An Open Letter To People (My Family Included) Who Think It’s OK To Post Tragic News On Facebook

August 22, 2012  |  

 

Source: Glamour.com

I never have – and likely never will – understand how in the middle of a tragedy (death, hospital visits, freak accidents), people’s first thought is to update their Facebook or Twitter status with the news. I remember a friend once stopped to take a picture of her son’s busted lip and posted it online before taking him to the emergency room for stitches. That was the day I quietly nominated her for worst mother of the year, not to mention said a prayer for her hurt little boy. At this point, I’ve succumbed to the “to each his own” rule, figuring if letting everyone know your sad news helps you cope, fine. What I cannot make peace with is how doing so causes me (and other people) to find out devastating news through a Facebook or Twitter feed instead of in-person or by phone.  Heck, I would even settle for a text message if it meant I wouldn’t be bombarded with RIP and RIH messages on my homepage that make me respond, WTF?

I’ll never forget the day last fall when all over my Facebook feed there were messages my older cousin had posted on his sister, brother, and nieces and nephew’s walls telling them they needed to call home about his dad (my uncle) ASAP. He’d posted it so many times, I immediately went into panic mode. I was closer to my uncle than my own grandfather so  I dreaded hearing that something terrible had happened, while simultaneously wanting to smack my cousin for inducing so much fear out of the blue. I called around the family and was told my uncle was just fatigued, having some pain, but it was nothing serious. Not long after I found out (thankfully, not through word of mouth this time) that my uncle had been diagnosed with cancer. A year later, though, I’m finding myself in a similar digital situation that is frustrating to say the least.
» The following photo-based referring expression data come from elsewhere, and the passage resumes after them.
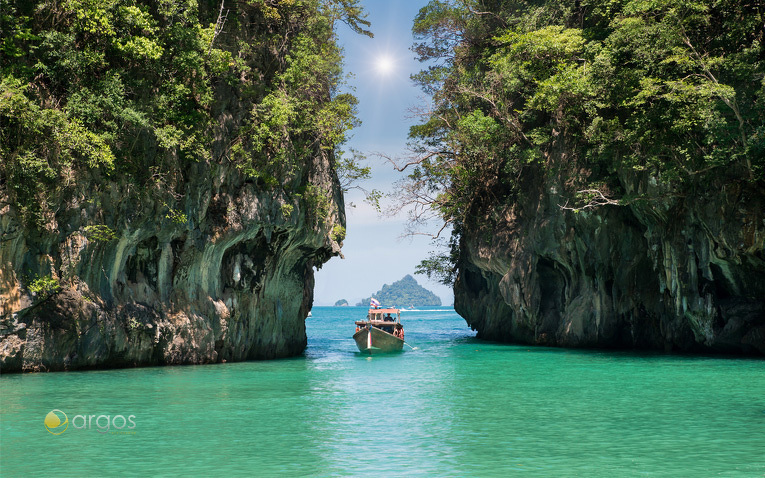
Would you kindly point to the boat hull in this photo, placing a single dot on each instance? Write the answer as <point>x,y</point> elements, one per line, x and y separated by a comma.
<point>371,340</point>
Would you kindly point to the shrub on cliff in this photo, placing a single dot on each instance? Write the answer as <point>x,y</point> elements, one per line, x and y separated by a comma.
<point>670,94</point>
<point>97,92</point>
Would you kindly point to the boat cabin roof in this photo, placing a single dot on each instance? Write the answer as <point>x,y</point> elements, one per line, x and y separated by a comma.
<point>384,311</point>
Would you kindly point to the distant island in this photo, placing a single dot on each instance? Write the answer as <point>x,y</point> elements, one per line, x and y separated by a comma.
<point>404,293</point>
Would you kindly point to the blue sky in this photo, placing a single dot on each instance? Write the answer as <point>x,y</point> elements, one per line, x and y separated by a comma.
<point>375,253</point>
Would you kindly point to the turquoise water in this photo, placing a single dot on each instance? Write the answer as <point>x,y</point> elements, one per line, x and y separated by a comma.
<point>454,406</point>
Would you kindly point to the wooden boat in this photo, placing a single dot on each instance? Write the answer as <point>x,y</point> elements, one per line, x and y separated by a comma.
<point>382,332</point>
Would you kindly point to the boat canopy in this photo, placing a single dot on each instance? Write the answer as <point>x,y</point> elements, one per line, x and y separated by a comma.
<point>384,311</point>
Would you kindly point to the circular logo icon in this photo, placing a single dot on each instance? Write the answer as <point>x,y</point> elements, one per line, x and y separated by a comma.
<point>56,422</point>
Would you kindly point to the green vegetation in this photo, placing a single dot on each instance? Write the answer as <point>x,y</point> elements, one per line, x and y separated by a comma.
<point>94,93</point>
<point>620,101</point>
<point>404,293</point>
<point>44,287</point>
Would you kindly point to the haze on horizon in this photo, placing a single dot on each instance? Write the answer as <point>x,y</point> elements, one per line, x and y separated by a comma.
<point>374,249</point>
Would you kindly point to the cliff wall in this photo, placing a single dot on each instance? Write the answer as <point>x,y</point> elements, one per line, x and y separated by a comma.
<point>684,275</point>
<point>198,245</point>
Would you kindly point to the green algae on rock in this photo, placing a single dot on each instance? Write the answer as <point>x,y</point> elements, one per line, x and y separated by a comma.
<point>168,180</point>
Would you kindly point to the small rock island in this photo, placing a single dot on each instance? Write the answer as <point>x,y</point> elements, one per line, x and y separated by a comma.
<point>405,292</point>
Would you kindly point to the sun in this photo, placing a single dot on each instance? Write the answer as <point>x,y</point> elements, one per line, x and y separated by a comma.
<point>385,65</point>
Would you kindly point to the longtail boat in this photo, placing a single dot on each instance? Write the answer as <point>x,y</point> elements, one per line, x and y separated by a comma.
<point>381,332</point>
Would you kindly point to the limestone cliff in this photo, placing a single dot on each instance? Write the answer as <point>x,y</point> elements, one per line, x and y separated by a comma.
<point>684,274</point>
<point>190,256</point>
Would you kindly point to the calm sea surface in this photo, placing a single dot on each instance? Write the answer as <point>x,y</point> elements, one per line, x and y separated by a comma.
<point>452,406</point>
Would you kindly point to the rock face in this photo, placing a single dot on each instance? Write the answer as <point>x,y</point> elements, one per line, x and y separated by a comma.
<point>686,274</point>
<point>234,282</point>
<point>218,268</point>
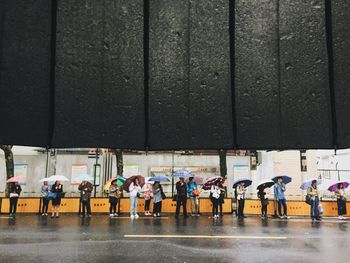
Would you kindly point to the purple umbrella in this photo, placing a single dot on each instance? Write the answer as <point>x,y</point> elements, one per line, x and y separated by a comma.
<point>128,181</point>
<point>334,187</point>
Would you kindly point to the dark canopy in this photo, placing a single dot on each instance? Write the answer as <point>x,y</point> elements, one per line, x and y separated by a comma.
<point>184,74</point>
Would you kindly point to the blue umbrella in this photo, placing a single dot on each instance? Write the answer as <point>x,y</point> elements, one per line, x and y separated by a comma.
<point>247,182</point>
<point>308,183</point>
<point>159,178</point>
<point>183,173</point>
<point>285,178</point>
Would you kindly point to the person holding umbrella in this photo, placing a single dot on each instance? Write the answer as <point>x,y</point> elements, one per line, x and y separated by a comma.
<point>85,189</point>
<point>193,193</point>
<point>241,198</point>
<point>134,190</point>
<point>313,193</point>
<point>44,193</point>
<point>15,191</point>
<point>57,189</point>
<point>157,198</point>
<point>279,190</point>
<point>147,196</point>
<point>215,192</point>
<point>263,193</point>
<point>341,200</point>
<point>181,189</point>
<point>114,194</point>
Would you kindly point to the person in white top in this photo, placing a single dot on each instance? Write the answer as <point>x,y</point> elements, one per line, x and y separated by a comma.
<point>341,201</point>
<point>241,198</point>
<point>134,190</point>
<point>214,196</point>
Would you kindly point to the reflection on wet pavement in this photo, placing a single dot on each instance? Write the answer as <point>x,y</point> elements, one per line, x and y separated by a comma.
<point>30,238</point>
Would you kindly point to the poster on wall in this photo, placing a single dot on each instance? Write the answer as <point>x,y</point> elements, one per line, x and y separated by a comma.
<point>77,170</point>
<point>130,169</point>
<point>241,171</point>
<point>21,170</point>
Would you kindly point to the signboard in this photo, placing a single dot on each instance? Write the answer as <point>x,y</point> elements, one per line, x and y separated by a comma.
<point>78,169</point>
<point>21,170</point>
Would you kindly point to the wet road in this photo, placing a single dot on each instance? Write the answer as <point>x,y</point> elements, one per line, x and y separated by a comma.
<point>30,238</point>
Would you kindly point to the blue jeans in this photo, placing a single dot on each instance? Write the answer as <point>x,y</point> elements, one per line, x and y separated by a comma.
<point>133,205</point>
<point>314,209</point>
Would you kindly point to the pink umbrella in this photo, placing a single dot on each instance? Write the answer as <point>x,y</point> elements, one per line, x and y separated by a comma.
<point>16,179</point>
<point>334,187</point>
<point>198,179</point>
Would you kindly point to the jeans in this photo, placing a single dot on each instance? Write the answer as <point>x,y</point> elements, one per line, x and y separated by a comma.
<point>45,206</point>
<point>157,207</point>
<point>133,205</point>
<point>13,205</point>
<point>215,206</point>
<point>181,201</point>
<point>282,202</point>
<point>147,204</point>
<point>315,214</point>
<point>86,204</point>
<point>194,205</point>
<point>240,207</point>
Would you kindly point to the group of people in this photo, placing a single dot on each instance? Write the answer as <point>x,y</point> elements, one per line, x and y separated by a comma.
<point>184,190</point>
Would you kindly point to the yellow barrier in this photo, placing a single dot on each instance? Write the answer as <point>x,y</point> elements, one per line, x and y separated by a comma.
<point>101,205</point>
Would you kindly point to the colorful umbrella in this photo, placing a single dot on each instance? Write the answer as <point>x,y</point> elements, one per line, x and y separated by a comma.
<point>265,184</point>
<point>159,178</point>
<point>16,179</point>
<point>334,186</point>
<point>183,173</point>
<point>120,182</point>
<point>60,178</point>
<point>131,179</point>
<point>285,178</point>
<point>308,183</point>
<point>213,180</point>
<point>247,182</point>
<point>83,177</point>
<point>198,179</point>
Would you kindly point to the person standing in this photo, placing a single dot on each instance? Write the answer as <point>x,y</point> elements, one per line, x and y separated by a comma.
<point>157,199</point>
<point>85,189</point>
<point>263,196</point>
<point>44,192</point>
<point>15,191</point>
<point>134,190</point>
<point>181,189</point>
<point>114,194</point>
<point>341,201</point>
<point>279,190</point>
<point>57,188</point>
<point>214,197</point>
<point>192,191</point>
<point>314,195</point>
<point>241,198</point>
<point>147,196</point>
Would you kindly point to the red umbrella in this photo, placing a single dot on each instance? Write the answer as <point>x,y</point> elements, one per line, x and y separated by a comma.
<point>212,180</point>
<point>131,179</point>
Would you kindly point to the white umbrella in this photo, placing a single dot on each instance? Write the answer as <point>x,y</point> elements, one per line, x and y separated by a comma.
<point>60,178</point>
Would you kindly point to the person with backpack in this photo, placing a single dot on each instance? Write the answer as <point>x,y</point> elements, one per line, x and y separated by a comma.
<point>214,197</point>
<point>15,191</point>
<point>279,190</point>
<point>193,193</point>
<point>44,197</point>
<point>263,196</point>
<point>147,196</point>
<point>157,199</point>
<point>181,197</point>
<point>341,201</point>
<point>85,189</point>
<point>313,193</point>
Last Sunday, my mom told me that same uncle was placed in Hospice because he was no longer able to take care of himself. By the next morning, I had been tagged in a post by another relative — along with 19 other family members — that essentially told everybody’s Facebook friends things were going downhill with his health and we all needed prayer. Again I was put on alert and not comfortable with some generic Facebook plea being broadcast in the hour of need the hour I arrived at work. Not long after, my mom told me the family was gathering because they didn’t think it would be much longer before my uncle passed.  Thanks, Facebook. Thanks, Family.
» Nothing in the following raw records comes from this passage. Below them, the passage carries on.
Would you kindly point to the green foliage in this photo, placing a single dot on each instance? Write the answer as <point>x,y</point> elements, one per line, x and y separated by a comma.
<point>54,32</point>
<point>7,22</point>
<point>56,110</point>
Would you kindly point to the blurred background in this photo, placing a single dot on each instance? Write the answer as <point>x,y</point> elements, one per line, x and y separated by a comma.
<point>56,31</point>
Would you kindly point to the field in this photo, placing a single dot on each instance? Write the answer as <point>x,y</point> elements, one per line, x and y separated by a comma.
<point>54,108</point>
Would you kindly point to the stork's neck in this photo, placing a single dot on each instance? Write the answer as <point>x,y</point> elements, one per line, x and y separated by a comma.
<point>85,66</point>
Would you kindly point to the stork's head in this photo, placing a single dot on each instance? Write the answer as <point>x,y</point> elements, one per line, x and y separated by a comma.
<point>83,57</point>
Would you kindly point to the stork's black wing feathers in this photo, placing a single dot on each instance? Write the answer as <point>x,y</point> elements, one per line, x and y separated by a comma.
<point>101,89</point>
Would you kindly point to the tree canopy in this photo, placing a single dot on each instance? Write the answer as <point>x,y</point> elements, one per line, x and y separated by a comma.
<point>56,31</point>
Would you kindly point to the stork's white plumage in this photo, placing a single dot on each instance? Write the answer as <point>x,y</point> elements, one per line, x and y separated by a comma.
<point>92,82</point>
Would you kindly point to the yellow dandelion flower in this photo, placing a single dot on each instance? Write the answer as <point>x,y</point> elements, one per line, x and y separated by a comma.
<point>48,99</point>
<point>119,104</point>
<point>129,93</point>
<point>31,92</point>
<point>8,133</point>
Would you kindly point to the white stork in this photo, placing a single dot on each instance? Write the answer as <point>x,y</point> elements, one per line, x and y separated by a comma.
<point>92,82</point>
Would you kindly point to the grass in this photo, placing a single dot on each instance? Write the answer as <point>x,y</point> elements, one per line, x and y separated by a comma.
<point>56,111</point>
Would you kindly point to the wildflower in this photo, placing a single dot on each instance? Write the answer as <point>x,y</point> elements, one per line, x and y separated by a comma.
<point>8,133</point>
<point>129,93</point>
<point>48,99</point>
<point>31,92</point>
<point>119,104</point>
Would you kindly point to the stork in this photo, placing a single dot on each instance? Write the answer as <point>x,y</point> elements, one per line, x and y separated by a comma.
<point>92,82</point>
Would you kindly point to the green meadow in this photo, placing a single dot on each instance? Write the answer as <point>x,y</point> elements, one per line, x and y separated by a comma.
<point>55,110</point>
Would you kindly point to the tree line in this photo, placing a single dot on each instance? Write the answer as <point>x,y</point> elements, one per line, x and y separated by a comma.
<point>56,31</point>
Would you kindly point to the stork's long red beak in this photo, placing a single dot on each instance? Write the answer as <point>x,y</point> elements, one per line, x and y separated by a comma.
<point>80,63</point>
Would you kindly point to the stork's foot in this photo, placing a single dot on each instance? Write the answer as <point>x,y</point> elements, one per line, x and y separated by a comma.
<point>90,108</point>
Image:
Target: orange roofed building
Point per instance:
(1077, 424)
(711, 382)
And this morning, though I was briefed via a text from my mom (which I still have to get on her about), I found out my uncle had passed away. Upset enough as I was — and trying to figure out how to care about Chrianna, Mariah Carey, And “Love & Hip-Hop” in the midst of this revelation — I received a Gchat from a family friend around 8:30 am asking, “did you hear?” like we were talking about a new rap single or something. And though I put off going on Facebook as long as possible, sure enough the rest in heaven/in peace, and sad going away messages took over my timeline, making an impossibly difficult day, that much harder. Unlike the ability to block out certain things from your mind and handle business until you can go cry in the car or do whatever you need to do, thanks to Mark Zuckerberg’s nifty Facebook design, you can’t block out random updates from smacking you in the face and the heart.

I mean, remember when you used to ask a person if they were sitting down before you told them bad news? Now you can be inundated with it just trying to check-in on FourSquare. The ish has got to stop. I know people want to spread the word and receive condolences and pay e-respects, but no one lives in a bubble and Facebook/Twitter and all those things straight pop whatever since of privacy you can hold on to and put the business out there for everyone to see without any sort of emotional buffer. Not to mention courtesy for people who don’t want to share their personal business with Internet friends. Can we at least give the mentions of the dead a day (half at least) before splattering that type of news on the e-waves and making sure everyone who actually would need to know that sort of thing has been intimately informed rather than digitally?

I always shudder when I see those types of notifications from friends breaking crazy news and all the paranoid triple question marks, call me asap, what happened messages that fall under the wall posts. No one wants to get unexpected bad news and then be forced to wait for the next status update to find out if they need to make a trip, send flowers, bow in prayer or what. At the very least, use the messaging system to indicate the seriousness of the topic and keep things private. Social Media has re-written the rules on a lot of our social interactions, but some things we just need to keep sacred and private due to their sensitive nature and the feelings of all (key word) involved.